I'm aware of these support articles but in practice I very rarely see (if any) networks that take any of this into account. Besides Apple's own implementation of mDNS is not perfect either and even host names that contain two or more labels in addition to .local still cause login problems as well as other random and inexplicable issues.
One thing is for certain you won't ever see a wholly mac-based network environment using it and if you tried it would sooner rather than later die on its feet although I doubt it would ever get off the ground in the first place.
I appear to have resolved this issue for our deployment by performing the following:
Take backup of: /Users/admin/Library/Containers/com.apple.RemoteDesktop/Data/Library/Preferences /com.apple.RemoteDesktop.plist
...then load the original into XCode's property list editor.
I manually checked every computer item for multiple 'hostnames' entries, and multiple 'networkAddresses'. In all cases where multiples were observed (dozens in some cases) I simply deleted the entries.
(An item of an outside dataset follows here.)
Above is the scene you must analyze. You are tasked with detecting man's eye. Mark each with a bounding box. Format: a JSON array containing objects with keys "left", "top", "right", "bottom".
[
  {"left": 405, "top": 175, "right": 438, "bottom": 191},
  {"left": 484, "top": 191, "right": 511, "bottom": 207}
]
It's apparently safe to delete all entries under 'hostnames' (plural) and 'networkAddresses' leaving the singular 'hostname' and 'networkAddress' entries alone (unless the 'hostname' was conflicting with another, in which case I replaced it with the machine name, followed by our fully qualified internal DNS name).
Also kept an eye out for wrong 'hostname' - in our database quite a few systems had a particular same 'hostname' for some reason (which wasn't even a Mac); those records typically had many multiple entries for hostname and networkAddresses.
Save the file and load ARD.
Now I am able to actually use ARD again - machines are responding and I am able to copy items, execute commands etc.
This does fix the problem. What I noticed is that the hostname for many of our machines were the same meanning machine-123.company.local was the hostname for most of my machines. The odd thing is that the hostname was certainly not the original host name that it was added with to ARD as I have deleted the pref for the app and reset all settings and readded everything. I have also cleared DNS and DHCP info before with no luck on fixing it.
Now I just wonder if someone can put a script together to look at the plist file and drop "networkaddresses" and "hostnames" then check "hostname" string and make it match the "name" plus the "company.local".